King Abdullah Park (), formerly Al-Malaz Square (), is an equestrian field-turned municipal park in the al-Malazz neighborhood of Riyadh, Saudi Arabia, located adjacent to Prince Faisal bin Fahd Stadium. Covering an area of , the square served as a horse racecourse from the early days of Saudi Arabia's establishment till 2002, before being reopened as the largest public park in the country in 2013. 

Popular for its 12-meter wide pedestrian corridor, 110-meter giant laser fountains and an artificial lake, the park gets flooded by visitors during festive seasons of Eid al-Fitr, Eid al-Adha and publicly organized events such as the Saudi National Day where the park also displays fireworks before midnight.

History

Al Malaz Square 
Soon after the establishment of Saudi Arabia in 1932 by King Abdulaziz, Al-Malaz Square held horse racing events for the monarch, which was his favorite sport and the locality surrounding it eventually got identified as 'Al Malaz'. After the ascension of King Saud in 1953, he initiated the relocation of government ministries from Jeddah to Riyadh and launched a housing project for the employees, thereby turning the area into an urban neighborhood between 1953 and 1957 and gradually making it hard for the sustainability of horse racing.

In 1965, with King Faisal's assent, Prince Abdullah and Prince Salman pushed for the establishment of the Equestrian Club in the square. Prince Salman instructed the Ministry of Labor and Social Affairs to issue a resolution for the establishment of the jockey club which was followed by a royal decree from King Faisal that handed over the club's presidency to Prince Abdullah. The square was also a popular destination for several foreign dignitaries and head of states between 1968 and 2002, including Queen Elizabeth II, Giovanni Leone, Indira Gandhi, Qaboos bin Said, Valéry d'Estaing, etc.

By the fall 1990s, al-Malaz had become a bustling commercial and residential neighborhood, which made it difficult for the square to host horse racing. In 1997, Crown Prince Abdullah instructed plans to relocate the Equestrian Club to the outskirts of Riyadh and intended the square to be turned into a public park and its preparation neared in 2001.

King Abdullah Park 

In 2003, Al Malaz Square was handed over to the Riyadh Municipality and it was announced that it would be soon turned into a public park.

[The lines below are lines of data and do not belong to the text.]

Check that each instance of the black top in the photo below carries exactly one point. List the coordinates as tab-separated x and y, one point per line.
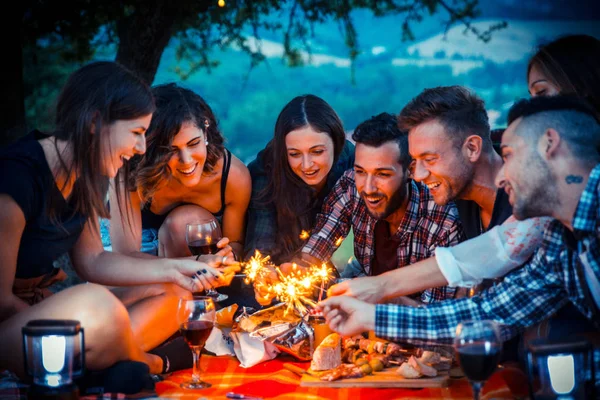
26	177
470	214
261	228
152	220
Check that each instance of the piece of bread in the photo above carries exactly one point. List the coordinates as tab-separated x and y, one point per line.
423	368
408	371
328	354
430	357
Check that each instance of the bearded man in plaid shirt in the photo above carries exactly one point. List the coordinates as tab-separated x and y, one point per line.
394	219
551	168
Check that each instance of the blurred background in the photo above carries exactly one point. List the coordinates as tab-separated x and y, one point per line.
362	69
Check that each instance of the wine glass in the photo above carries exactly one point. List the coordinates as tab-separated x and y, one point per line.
196	318
202	237
479	347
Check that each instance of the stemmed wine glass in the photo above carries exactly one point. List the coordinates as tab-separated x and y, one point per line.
202	237
196	318
479	346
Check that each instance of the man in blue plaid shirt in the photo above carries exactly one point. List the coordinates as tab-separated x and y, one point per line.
395	220
551	167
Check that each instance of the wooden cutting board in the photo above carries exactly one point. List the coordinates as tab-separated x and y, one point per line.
388	378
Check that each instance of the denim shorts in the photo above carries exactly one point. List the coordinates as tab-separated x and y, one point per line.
149	238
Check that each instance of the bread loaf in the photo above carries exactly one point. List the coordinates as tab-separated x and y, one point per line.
328	354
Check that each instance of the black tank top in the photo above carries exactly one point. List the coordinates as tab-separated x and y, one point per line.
152	220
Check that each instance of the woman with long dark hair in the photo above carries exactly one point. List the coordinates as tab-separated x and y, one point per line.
567	65
185	175
52	192
292	176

In February 2010, the three-year project of the construction of the park was signed by Prince Salman, the 11th Governor of Riyadh at the time with Rawabi Fayfa for Agriculture and Contracting Company. The project was later monitored by his successor, Prince Sattam bin Abdulaziz al-Saud until his death in February 2013.

Inauguration

The inauguration of the park took place on October 2, 2013 by Prince Khalid bin Bandar al-Saud and Prince Turki bin Abdullah bin Abdulaziz al-Saud, the Governor and Deputy Governor of Riyadh respectively. The inauguration was attended by several high-ranking Saudi officials and foreign diplomats as well.